Put another way, if Microsoft’s estimate of 1.5 billion active Windows users is correct, there are over 510 million PCs still running Windows XP on this planet. 510 million. Over half a billion.

While I don’t have any accurate figures on what percentage of these half billion PCs are in enterprises and other businesses, I think it’s fair to say that most of them are still in businesses. Anecdotally, XP machines are to PCs as BlackBerries are to smartphones, not systems that individuals choose for themselves but rather machines that are pushed on them by employers.

With Windows 8, Microsoft is pushing a new world of the consumerization of IT and of Bring Your Own Device (BYOD), two concepts that were basically science fiction in the superglued USB port days of 2001, when XP first shipped. XP has lived through three two-term US presidencies and was most notable in its day for being the OS that finally moved customers off the aging DOS-based Windows 9x codebase that dated back to 1985. This thing isn’t just venerable, it’s ancient history.

But it is perhaps somewhat ironic that XP’s continued popularity—if we might call it that—is at least partially the fault of Windows 8, which does aim very high with its modern ideals: a touch-centric UI that is optimized for tablets and seems aimed at killing off the desktop environment that is so familiar and dear to Windows users. Here we are in the last year of XP’s lifecycle, and Microsoft has released a version of Windows that virtually no XP user seems particularly interested in.

This is short-sighted, I think. The initial version of Windows 8 actually includes a wide range of improvements to the desktop environment, and as I’ve written in the past, the delta between Windows 7 and Windows 8 is easily as big as that between Windows Vista and Windows 7; this is a legitimately excellent Windows upgrade, even for those not particularly interested in touching their PC screens. And as I noted in "Microsoft Makes Its Case for Windows 8.1 in Business," the coming update to Windows 8 is even better still, especially for businesses. Plus it really does ease the previously awkward transitions between the old desktop environment and the new “Modern” mobile environment.

My opinions notwithstanding, the transition from XP is proceeding slowly. And while there could certainly be a surge of upgrades in early 2014, I’m starting to wonder if we’re not about to enter some brave (read: foolish) new world in which some businesses trade security for the relative familiarity of XP and its ability to continue working on out-of-date hardware.

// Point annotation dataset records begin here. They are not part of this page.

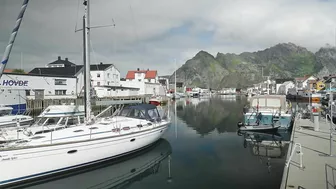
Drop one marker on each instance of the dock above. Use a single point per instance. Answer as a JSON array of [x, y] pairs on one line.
[[317, 169]]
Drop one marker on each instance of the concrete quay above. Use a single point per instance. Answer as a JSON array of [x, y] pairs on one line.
[[317, 170]]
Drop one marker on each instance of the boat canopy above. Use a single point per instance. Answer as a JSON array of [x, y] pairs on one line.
[[4, 110], [141, 111], [63, 111], [269, 101]]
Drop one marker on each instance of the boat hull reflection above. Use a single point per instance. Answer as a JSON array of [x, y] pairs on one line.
[[118, 173], [266, 146]]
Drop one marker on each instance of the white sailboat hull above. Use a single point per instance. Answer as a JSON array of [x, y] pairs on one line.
[[259, 128], [24, 164], [10, 120]]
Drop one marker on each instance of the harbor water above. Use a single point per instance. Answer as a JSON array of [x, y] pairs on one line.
[[201, 149]]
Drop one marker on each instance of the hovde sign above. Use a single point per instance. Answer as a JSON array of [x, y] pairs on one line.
[[12, 82]]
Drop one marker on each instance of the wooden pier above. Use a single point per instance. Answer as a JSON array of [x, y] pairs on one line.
[[310, 165]]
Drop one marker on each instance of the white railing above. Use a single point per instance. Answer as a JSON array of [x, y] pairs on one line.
[[331, 123], [299, 152]]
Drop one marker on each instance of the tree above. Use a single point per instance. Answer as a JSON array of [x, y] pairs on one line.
[[18, 71]]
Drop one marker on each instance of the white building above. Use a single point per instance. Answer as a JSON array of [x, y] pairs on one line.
[[146, 80], [38, 86], [283, 88], [105, 75], [302, 82]]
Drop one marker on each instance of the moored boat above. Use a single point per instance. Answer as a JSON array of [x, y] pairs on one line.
[[268, 111], [158, 100], [7, 119], [60, 147]]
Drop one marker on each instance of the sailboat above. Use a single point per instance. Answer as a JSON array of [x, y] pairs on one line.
[[116, 174], [175, 96], [50, 151]]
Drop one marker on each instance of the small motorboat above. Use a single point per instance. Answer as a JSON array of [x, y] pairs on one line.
[[261, 127], [260, 123], [158, 100]]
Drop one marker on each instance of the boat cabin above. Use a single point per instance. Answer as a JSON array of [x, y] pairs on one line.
[[61, 115], [5, 111], [142, 111], [269, 102]]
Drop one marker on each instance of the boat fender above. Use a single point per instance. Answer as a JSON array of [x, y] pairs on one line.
[[240, 124]]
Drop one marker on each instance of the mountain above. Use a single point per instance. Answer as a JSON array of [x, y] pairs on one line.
[[285, 60]]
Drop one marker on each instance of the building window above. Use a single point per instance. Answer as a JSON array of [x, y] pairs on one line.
[[27, 92], [60, 81], [60, 92]]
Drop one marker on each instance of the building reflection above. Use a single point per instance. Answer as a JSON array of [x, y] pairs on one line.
[[211, 114]]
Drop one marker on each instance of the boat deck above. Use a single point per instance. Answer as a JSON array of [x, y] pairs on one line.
[[319, 169]]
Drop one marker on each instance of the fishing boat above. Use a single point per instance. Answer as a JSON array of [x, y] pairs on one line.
[[116, 174], [158, 100], [50, 151], [7, 119], [266, 146], [267, 112]]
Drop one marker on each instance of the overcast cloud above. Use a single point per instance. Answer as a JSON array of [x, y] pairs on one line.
[[152, 33]]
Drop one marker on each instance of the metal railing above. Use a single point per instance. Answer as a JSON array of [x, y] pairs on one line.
[[331, 123], [299, 152], [330, 183]]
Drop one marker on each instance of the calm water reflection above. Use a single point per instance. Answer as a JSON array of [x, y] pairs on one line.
[[203, 150]]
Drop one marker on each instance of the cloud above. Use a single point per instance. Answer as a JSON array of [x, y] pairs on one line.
[[151, 34]]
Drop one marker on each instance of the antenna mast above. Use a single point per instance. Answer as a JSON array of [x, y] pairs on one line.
[[87, 87], [8, 50]]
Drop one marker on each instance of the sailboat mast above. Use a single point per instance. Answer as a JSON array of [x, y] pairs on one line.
[[87, 86], [175, 78], [8, 50]]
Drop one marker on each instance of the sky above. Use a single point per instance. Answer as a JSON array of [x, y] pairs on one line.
[[152, 34]]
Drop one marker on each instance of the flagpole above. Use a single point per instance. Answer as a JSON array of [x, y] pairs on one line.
[[8, 50]]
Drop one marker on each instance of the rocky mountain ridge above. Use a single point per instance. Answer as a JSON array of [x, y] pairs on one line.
[[284, 60]]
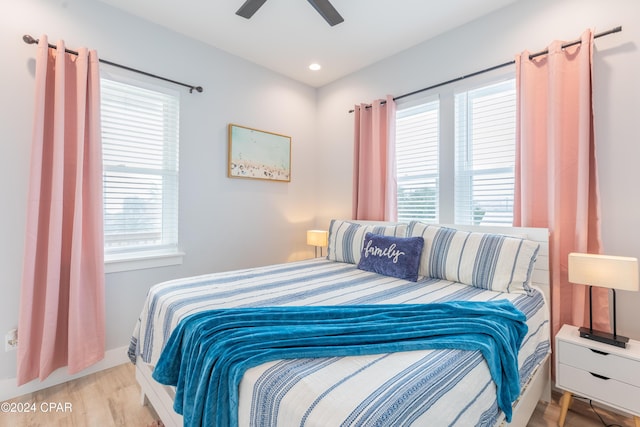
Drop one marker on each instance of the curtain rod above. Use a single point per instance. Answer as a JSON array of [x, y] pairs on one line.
[[495, 67], [30, 40]]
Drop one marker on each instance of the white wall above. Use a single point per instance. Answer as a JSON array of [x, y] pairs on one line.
[[493, 40], [225, 223]]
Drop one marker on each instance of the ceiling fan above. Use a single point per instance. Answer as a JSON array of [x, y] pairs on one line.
[[324, 8]]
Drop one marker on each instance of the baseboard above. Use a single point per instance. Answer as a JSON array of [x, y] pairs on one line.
[[9, 390]]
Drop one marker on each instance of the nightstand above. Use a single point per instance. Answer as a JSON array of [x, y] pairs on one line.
[[597, 371]]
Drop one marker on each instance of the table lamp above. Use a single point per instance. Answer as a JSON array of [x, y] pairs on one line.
[[605, 271], [317, 238]]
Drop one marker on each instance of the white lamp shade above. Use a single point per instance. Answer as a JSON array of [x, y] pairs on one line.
[[604, 271], [317, 238]]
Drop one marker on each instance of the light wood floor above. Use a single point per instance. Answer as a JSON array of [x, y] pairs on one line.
[[112, 398]]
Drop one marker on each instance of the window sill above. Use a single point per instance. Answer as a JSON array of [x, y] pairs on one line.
[[142, 260]]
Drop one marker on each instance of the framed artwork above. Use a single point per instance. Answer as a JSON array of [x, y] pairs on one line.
[[256, 154]]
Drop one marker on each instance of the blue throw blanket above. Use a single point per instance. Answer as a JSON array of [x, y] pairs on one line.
[[208, 353]]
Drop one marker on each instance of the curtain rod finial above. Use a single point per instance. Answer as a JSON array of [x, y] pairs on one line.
[[29, 40]]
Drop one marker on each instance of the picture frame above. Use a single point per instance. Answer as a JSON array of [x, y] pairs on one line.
[[258, 154]]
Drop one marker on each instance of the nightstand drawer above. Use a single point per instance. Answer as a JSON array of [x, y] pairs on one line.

This is a situation without much precedence. The closest comparison, perhaps, is the Y2K scare, though I’d argue that these two events are in fact complete opposites. With Y2K, many were forecasting an electronic doomsday scenario in which society crumbled overnight as aging computer systems reverted back in time 100 years, resulting in what I took to be a “Planet of the Apes”-type outcome. The XP expiration is a bit more insidious. Obviously, these PCs will continue to work just fine and will still run much modern software. But equally obviously, many believe that Microsoft will step back from the cliff of this expiration date and offer some minor concession that will result in the firm continuing to offer at least security updates going forward. Should this not happen—and it won’t—these PCs will become increasingly unprotected against electronic attacks over time.

I’m nervous that businesses either don’t take this threat seriously enough or have determined that the sheer amount of time, effort, and cost that an XP migration would require simply makes this change untenable for the short term, and they’re reacting with a predictable “deer in the headlamps” gaze that could result in a disaster that will in effect be a realization of the Y2K predictions. (Well, without the Dr. Zaius stuff.)

Folks, it’s time to get serious about this migration, and if you’re dead-set against Windows 8 for some reason, Windows 7 is still there for the taking. Don’t be a statistic: Migrate before the clock stops ticking.